Raskin offers this example: Someone who owes $1,000 on a credit card with a $1,000 limit will have a credit score that is much more negatively impacted than someone who has $10,000 outstanding on their credit card but has a $50,000 credit limit. Lowering your credit utilization, “is a common way for folks to get their scores up,” Raskin said. Danaher says the sweet spot for a credit utilization ratio is using around 30% of your available credit.
You can improve your credit utilization ratio by better tracking how much you’re spending on credit cards, increasing your credit limit and not waiting until the credit card bill is published to pay it. “For folks who use their credit cards a lot, paying it before the billing cycle instead of after the bill prints significantly improves scoring,” Raskin said. He says this is because whatever is on the monthly published statement stays reported for the following 30 days.
Keep debt at bay
In addition, prospective homebuyers should be aware that having large amounts of debt — such as student loan debt — isn’t a problem, so long as you’ve demonstrated your ability to pay that debt off regularly.
“They are looking for your ability to manage your debt well,” Wise said.
You also want a good debt-to-income ratio. Your DTI is the sum of your monthly debt obligations divided by your monthly gross income. When a lender calculates your DTI, they will add the cost of your monthly mortgage payment to see if you could reasonably afford your payment. In most situations, prospective homebuyers need a debt-to-income ratio — which is that amount of your income that goes toward debt each month — that is lower than 43% to get a qualified mortgage.
Get preapproved for a mortgage right before you start shopping
In saturated markets, having a preapproved mortgage application will help you stand out among the competition. Danaher says your likelihood of getting preapproved for a mortgage is higher if your credit is in good shape before you apply.

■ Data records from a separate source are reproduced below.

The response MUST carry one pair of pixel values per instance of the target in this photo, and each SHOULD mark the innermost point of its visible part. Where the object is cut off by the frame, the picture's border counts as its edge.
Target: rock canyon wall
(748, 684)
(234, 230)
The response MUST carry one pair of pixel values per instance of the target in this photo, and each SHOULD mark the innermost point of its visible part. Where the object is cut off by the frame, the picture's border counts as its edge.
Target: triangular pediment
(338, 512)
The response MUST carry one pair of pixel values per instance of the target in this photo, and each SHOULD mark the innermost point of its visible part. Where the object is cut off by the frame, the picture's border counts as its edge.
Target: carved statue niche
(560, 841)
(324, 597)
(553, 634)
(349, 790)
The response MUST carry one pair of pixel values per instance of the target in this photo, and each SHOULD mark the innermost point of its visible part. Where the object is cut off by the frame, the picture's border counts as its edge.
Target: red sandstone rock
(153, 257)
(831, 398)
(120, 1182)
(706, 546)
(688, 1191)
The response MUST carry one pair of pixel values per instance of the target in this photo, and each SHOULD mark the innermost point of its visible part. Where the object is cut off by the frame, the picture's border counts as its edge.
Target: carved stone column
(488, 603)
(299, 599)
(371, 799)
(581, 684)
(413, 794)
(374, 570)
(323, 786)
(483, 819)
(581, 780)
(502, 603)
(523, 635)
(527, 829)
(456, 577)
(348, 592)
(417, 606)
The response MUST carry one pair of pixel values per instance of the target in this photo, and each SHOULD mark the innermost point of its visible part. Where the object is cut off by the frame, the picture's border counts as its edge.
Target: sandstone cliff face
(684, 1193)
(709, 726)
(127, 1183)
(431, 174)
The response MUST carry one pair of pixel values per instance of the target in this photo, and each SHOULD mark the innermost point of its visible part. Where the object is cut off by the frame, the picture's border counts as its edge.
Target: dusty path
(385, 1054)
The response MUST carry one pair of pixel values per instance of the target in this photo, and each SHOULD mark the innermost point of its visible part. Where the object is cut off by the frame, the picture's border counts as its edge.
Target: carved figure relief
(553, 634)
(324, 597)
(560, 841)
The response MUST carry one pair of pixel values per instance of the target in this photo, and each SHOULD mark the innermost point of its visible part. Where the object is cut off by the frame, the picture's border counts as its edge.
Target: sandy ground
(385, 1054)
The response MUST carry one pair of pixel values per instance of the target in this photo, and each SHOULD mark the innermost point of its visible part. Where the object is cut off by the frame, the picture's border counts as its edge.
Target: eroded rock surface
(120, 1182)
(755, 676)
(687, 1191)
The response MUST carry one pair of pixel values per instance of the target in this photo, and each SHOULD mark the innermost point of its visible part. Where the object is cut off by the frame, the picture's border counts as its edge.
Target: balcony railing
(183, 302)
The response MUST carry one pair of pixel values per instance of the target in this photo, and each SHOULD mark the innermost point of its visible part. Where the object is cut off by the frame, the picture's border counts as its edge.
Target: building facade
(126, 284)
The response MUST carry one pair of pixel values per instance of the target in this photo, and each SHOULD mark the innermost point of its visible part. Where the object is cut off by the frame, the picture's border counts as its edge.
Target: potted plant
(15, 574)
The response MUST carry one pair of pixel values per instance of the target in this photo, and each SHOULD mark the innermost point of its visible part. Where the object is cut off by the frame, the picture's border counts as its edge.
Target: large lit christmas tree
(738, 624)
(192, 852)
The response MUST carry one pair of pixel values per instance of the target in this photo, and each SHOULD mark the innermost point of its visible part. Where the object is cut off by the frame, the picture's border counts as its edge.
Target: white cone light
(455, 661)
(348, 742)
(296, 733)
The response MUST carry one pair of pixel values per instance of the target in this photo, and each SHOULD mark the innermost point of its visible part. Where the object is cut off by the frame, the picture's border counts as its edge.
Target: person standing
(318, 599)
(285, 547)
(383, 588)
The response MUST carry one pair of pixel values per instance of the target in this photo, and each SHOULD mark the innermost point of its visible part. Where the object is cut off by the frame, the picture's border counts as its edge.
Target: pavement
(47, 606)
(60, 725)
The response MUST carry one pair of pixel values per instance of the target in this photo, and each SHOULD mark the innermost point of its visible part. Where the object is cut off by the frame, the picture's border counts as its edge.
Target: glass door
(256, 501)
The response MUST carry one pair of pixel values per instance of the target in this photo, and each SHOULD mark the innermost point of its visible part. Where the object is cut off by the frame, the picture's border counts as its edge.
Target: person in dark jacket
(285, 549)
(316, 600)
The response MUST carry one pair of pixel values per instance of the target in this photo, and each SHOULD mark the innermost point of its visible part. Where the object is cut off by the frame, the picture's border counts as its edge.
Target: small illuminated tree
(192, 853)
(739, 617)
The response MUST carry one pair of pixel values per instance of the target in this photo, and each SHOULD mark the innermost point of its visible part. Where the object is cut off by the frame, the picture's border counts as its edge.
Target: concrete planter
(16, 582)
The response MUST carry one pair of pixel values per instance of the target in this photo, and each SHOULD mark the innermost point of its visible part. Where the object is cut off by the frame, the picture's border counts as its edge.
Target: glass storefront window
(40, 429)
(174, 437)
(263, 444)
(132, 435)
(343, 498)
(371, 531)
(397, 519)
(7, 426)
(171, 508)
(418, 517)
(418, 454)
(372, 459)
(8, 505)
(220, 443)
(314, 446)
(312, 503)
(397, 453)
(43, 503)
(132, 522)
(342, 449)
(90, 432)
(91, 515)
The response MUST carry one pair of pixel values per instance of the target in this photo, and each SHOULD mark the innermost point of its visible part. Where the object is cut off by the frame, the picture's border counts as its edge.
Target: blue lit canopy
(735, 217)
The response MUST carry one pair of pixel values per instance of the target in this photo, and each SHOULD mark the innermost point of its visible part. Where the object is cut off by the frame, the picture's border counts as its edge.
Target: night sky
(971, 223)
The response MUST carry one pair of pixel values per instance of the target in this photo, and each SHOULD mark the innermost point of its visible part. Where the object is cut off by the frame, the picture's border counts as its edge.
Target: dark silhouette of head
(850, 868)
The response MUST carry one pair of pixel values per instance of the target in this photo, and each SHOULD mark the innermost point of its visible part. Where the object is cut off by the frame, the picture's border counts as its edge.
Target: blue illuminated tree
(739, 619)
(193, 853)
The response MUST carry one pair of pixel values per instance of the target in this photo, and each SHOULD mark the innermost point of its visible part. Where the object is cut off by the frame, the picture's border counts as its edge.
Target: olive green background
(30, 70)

“Paying bills on time and in full each month, and retaining a low credit utilization ratio are some of the most important things a consumer can do before applying for a preapproved mortgage,” he said. “And of course, taking the time to ensure credit is in a good place before applying can only help the likelihood of loan approval.”
Getting pre-qualified is different from getting preapproved. When you are preapproved, a lender will ask for financial information, job history, etc., and run your credit. So long as you apply with several lenders in a short period of time (think 45 days or less), you don’t have to worry about it hurting your credit.
Choose your lender wisely
The most important way to ensure you successfully close your loan is to put in the effort upfront and be thorough when applying for a mortgage. “Look at rates and brokers exhaustively before committing to anything,” Danaher said. Assuming you’ve made an informed selection, the closing process should run smoothly.
Raskin says everyone — particularly those who might not be as financially savvy — should use a lender who’s based locally. He says the biggest contributor he sees to delayed closings is when homebuyers use a lender based in another state who is cheaper.
“People go out and they’ll find somebody who is $50 cheaper out of Omaha, Nebraska, that they’ve never heard of,” Raskin said. “And they may or may not be dealing with an experienced person on the other end of the line, which may or may not be overpromising what can or can’t be done to make it to closing properly.”
Putting in the legwork upfront will ensure that homeownership is as smooth, enjoyable and successful as possible for you. Now that you’re equipped with all of the tools you need, you can be well on your way to buying your dream home in one year.